For base 10, the trajectories of all integers < 196 reach a palindrome
after at most 24 steps of the algorithm, but in the trajectory of 196 a
palindrome has not been found, in spite of enormous computational
efforts (John Walker [1], Tim Irvin [2]). It is conjectured, but has not
been proved, that the trajectory of 196 never reaches a palindrome.

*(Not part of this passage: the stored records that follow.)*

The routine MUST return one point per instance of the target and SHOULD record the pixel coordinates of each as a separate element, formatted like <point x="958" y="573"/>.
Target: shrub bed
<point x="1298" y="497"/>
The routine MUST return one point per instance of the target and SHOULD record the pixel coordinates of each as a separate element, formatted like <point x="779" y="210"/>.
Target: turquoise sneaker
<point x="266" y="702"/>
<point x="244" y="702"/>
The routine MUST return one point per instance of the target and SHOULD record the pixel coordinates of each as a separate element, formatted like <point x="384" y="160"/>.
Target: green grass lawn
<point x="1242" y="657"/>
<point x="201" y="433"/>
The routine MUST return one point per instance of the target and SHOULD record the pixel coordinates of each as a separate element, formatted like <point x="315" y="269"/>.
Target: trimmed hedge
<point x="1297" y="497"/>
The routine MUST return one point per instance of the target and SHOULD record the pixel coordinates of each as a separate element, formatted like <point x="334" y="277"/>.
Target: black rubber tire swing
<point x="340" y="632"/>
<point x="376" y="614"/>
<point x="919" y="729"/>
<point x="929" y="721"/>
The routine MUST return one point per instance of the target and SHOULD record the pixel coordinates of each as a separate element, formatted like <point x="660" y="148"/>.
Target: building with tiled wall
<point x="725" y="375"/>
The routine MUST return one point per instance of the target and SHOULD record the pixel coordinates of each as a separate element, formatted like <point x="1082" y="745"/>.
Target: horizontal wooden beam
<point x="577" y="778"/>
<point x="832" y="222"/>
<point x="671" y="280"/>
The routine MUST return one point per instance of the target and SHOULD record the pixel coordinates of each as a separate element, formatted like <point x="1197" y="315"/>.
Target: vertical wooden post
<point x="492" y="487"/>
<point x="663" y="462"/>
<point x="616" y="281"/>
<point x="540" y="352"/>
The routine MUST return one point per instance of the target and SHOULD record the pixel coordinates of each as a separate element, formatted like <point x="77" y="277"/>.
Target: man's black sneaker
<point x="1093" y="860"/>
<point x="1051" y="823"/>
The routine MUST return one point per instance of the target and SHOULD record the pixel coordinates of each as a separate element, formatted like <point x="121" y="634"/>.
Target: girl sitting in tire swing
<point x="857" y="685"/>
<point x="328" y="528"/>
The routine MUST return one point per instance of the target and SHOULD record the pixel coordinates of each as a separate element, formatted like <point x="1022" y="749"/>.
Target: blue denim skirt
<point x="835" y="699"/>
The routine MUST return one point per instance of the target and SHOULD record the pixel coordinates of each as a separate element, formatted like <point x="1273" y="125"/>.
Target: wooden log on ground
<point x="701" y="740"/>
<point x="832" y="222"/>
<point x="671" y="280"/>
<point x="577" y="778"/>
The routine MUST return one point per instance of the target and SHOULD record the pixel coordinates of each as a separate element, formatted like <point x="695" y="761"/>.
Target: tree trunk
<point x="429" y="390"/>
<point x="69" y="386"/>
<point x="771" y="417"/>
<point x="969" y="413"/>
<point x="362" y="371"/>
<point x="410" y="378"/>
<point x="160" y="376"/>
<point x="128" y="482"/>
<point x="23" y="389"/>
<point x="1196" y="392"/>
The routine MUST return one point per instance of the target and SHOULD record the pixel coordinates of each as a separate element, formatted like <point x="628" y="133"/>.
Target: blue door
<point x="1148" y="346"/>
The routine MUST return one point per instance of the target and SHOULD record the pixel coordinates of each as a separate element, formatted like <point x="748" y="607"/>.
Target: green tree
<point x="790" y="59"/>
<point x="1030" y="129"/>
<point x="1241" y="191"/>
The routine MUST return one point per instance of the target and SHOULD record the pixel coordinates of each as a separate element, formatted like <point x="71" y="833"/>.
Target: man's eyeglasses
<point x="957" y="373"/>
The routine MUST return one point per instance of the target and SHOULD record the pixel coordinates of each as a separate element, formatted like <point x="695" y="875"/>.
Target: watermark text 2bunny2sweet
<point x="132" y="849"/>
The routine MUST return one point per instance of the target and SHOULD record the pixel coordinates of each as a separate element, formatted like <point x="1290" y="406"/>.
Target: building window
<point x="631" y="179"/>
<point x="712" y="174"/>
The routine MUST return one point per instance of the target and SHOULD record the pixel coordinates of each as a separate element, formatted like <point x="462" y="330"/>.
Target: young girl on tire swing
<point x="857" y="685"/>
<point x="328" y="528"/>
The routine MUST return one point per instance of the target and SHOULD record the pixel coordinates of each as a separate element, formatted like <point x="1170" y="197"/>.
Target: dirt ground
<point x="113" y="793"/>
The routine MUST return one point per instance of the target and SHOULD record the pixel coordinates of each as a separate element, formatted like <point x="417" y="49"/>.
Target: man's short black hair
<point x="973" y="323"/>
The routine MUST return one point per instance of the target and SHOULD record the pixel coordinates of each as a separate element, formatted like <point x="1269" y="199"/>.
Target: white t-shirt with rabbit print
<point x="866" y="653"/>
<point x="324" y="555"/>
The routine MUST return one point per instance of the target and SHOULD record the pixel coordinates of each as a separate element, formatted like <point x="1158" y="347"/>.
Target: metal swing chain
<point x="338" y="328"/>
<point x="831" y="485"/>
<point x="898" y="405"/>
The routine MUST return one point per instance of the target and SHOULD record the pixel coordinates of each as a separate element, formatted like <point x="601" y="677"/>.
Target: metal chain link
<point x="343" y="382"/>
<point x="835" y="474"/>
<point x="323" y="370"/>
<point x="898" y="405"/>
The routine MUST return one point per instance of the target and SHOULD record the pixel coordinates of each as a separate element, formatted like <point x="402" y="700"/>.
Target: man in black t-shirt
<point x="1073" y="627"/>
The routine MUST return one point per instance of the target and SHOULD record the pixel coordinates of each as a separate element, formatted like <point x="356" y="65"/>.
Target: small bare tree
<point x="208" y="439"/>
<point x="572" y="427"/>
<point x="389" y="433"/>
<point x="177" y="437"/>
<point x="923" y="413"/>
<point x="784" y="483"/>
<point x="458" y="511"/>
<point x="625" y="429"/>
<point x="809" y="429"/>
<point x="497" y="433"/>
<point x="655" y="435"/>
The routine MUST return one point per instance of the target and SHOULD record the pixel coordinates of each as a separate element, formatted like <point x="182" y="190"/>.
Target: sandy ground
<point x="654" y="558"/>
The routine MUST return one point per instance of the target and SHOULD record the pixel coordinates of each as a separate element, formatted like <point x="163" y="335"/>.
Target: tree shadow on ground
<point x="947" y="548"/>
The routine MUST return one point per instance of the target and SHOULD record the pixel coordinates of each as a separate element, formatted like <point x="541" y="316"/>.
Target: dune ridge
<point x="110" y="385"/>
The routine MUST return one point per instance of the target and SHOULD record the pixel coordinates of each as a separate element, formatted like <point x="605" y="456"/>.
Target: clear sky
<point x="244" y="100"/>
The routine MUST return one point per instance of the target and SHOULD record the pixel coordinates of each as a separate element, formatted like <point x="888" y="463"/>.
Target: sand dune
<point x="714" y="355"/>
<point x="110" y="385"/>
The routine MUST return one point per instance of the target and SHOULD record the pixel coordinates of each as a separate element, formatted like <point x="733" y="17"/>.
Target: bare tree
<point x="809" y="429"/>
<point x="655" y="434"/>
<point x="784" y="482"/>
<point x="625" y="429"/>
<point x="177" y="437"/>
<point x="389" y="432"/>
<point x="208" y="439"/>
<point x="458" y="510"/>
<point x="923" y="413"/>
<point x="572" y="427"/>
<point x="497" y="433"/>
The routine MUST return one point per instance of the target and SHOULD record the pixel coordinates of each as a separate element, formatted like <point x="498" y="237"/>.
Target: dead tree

For base 2, the integer 10110 (22) plays a similar role to 196 for base 10.
However, John Walker reports, without giving a reference, that Ronald
Sprague has proved that the trajectory of 10110 never reaches a
palindrome. The present note establishes the following more general assertion
from which the statement about 22 follows as a special case.

Proposition:
If a trajectory of the 'Reverse and Add!' algorithm for base 2 contains
an integer a(k), b(k), c(k) or d(k), where k > 1 and
	a(k) = 3*(2^(2*k + 1) - 2^k),
	b(k) = 3*(2^(2*k + 1) + 2^k - 1),
	c(k) = 3*(2^(2*k + 2) - 2^k),
	d(k) = 3*(2^(2*k + 2) + 3*2^k - 1),
then this trajectory never reaches a palindrome.

Proof:
I.
In base 2 none of these integers is a palindrome. Integers a(k) and c(k)
begin with '1' and end with '0', integers b(k) and d(k) begin with '11'
and end with '01'.
II.
A positive integer n which has r digits in base 2, can be represented as
n = sum(v(i)*2^i, i = 0..r-1), where v(0),...,v(r-2) = 0 or 1, v(r-1) =
1.
If exactly s (0 <= s < r) of the least significant digits of n are zero,
then v(0) = ... = v(s-1) = 0, v(s) = 1, reverse(n) has r-s digits, and
reverse(n) 	= sum(v(i)*2^(r-1-i), i = 0..r-1) 
		= sum(v(i+s)*2^(r-1-i-s), i = 0..r-s-1)
		= sum(v(r-1-i)*2^i, i = 0..r-s-1).
a(k) = 3*(2^(2*k+1) - 2^k) has r = 2*k + 3 digits, where r >= 7 is odd.
a(k)	= 2^(2*k+2) + 2^(2*k+1) - 2^(k+1)  - 2^k
	= 2^(2*k+2) + sum(2^i, i = k+2..2*k) + 2^k
	= 2^(r-1) + sum(2^(r-3-i), i = 0..(r-7)/2) + 2^((r-3)/2).
Thus v(i) = 1 if and only if i = r-1, r-3, ... , (r+1)/2, (r-3)/2.
Applying now the formula for reverse(n), we get
reverse(a(k)) 	= 2^((r+1)/2) + sum(2^((r-3)/2-i), i = 0..(r-7)/2) + 2^0
		= 2^(k+2) + sum(2^(k-i), i = 0..k-2) + 2^0
		= 3*(2^(k + 1) - 1).
Similarly we get
reverse(b(k)) 	= 3*(2^(2*k + 1) - 2^(k + 1) + 1),
reverse(c(k)) 	= 3*(2^(k + 2) - 1),
reverse(d(k)) 	= 3*(2^(2*k + 2) - 5*2^k + 1).
III.
Now it can be easily verified, that
	a(k) + reverse(a(k)) = b(k),
	b(k) + reverse(b(k)) = c(k),
	c(k) + reverse(c(k)) = d(k),
	d(k) + reverse(d(k)) = a(k+1).
IV.
After an integer a(k), b(k), c(k) or d(k), where k > 1, the trajectory
consists of a cyclic repetition of integers of these forms. This
completes the proof.

V.
The beginning of the trajectory of 22 in base 2 is 10110, 100011,
1010100, Sequence A058042 (22, 35, 84 in base 10, A061561), and 84 = 3*(2^5 - 2^2) = a(2).


[1] J. Walker, <a
href="http://www.fourmilab.ch/documents/threeyears/threeyears.html">
Three Years Of Computing: Final Report On The Palindrome Quest</a>

[2] T. Irvin, <a
href="http://www.fourmilab.ch/documents/threeyears/two_months_more.html">
About Two Months of Computing, or An Addendum to Mr. Walker's Three
Years of Computing</a>